When Danielle Butler started studying law at Western University, it wasn’t particularly diverse. 

But when she first joined Blakes as a summer employee, a Bay Street law firm, she was surprised to be invited to the Black Law Students’ Association Conference. 

“I had never heard of it. It didn’t exist at Western and it didn’t exist because there was like five of us…It was a pretty eye-opening experience to go,” Butler said at a panel hosted at Ryerson about diversity in the legal industry. To her, if law schools have a diverse range of students then employers have a diverse pool of candidates to pull from. 

The event, held earlier in the semester, featured four professionals from Blake, Cassels & Graydon LLP—also known as Blakes. The event was hosted by Ryerson’s Law and Business Student Association. Butler is now an associate at the Blakes law firm. 

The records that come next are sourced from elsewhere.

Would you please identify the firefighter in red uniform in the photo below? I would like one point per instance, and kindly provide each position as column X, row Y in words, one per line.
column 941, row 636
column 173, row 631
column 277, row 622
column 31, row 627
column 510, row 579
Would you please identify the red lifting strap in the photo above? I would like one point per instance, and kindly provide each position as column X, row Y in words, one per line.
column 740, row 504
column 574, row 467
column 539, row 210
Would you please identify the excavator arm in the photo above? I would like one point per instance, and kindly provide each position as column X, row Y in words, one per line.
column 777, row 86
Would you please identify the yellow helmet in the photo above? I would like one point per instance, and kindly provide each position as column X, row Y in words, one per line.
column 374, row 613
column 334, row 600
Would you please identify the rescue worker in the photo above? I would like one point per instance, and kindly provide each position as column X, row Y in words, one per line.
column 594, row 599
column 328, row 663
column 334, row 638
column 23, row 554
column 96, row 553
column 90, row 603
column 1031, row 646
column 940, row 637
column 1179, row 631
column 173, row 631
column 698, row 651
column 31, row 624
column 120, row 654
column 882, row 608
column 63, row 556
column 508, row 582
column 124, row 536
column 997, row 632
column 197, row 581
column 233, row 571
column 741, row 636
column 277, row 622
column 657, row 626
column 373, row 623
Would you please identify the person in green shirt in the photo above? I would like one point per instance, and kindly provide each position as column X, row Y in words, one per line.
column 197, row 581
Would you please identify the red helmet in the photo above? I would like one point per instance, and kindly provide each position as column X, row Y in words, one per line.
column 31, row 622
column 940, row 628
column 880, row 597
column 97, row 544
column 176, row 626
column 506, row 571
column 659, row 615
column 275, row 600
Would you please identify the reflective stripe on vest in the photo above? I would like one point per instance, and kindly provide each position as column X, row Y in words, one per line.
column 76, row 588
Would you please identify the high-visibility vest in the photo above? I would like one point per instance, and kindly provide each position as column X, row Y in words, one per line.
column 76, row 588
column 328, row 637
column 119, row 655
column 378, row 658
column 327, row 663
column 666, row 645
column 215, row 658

In recent years, statistics have shown that the industry is slower in taking steps forward to be a more diverse and inclusive space for future lawyers. 19.3 per cent of lawyers in Ontario are racialized, while about 79.2 per cent are white, according to a 2016 report from The Law Society of Upper Canada. 

Ryerson’s Law School has the potential to increase these numbers by the time the first set of lawyers enter the workforce. 

Ryerson is scheduled to open a law school starting in the fall semester of 2020, and the discussion of diversity and inclusion is an ongoing conversation as it comes around. 

According to Dr. Anver Saloojee, a professor in Ryerson’s department of politics and public administration in a law magazine article, Ryerson’s Faculty of Law is built on four pillars: “a commitment to equity, diversity and inclusion, increasing access to justice, stimulating innovation and entrepreneurship, and providing sound academics with innovation pedagogy.” 

While applying, potential students must provide the essential requirements such as a transcript from all post-secondary studies, their LSAT scores, personal statements and reference letters. The application also includes an autobiographical sketch, resumé and online interview to give each applicant an opportunity to show as much of themselves during the admissions process. 

The Faculty of Law did not respond to The Eye’s inquiry on its diversity initiatives in time for publication. Indigenous Law in Canada is listed as one of the subjects in the second semester of the curriculum, according to the site

The Faculty of Law admission committee takes into account: post-secondary studies, LSAT score, a personal statement, a reference letter, a resumé and an online interview.

The scholarships listed on Ryerson’s law school website include scholarships for full-time Indigenous students, first-generation students with high academic standing and a scholarship for students from historically disadvantaged groups.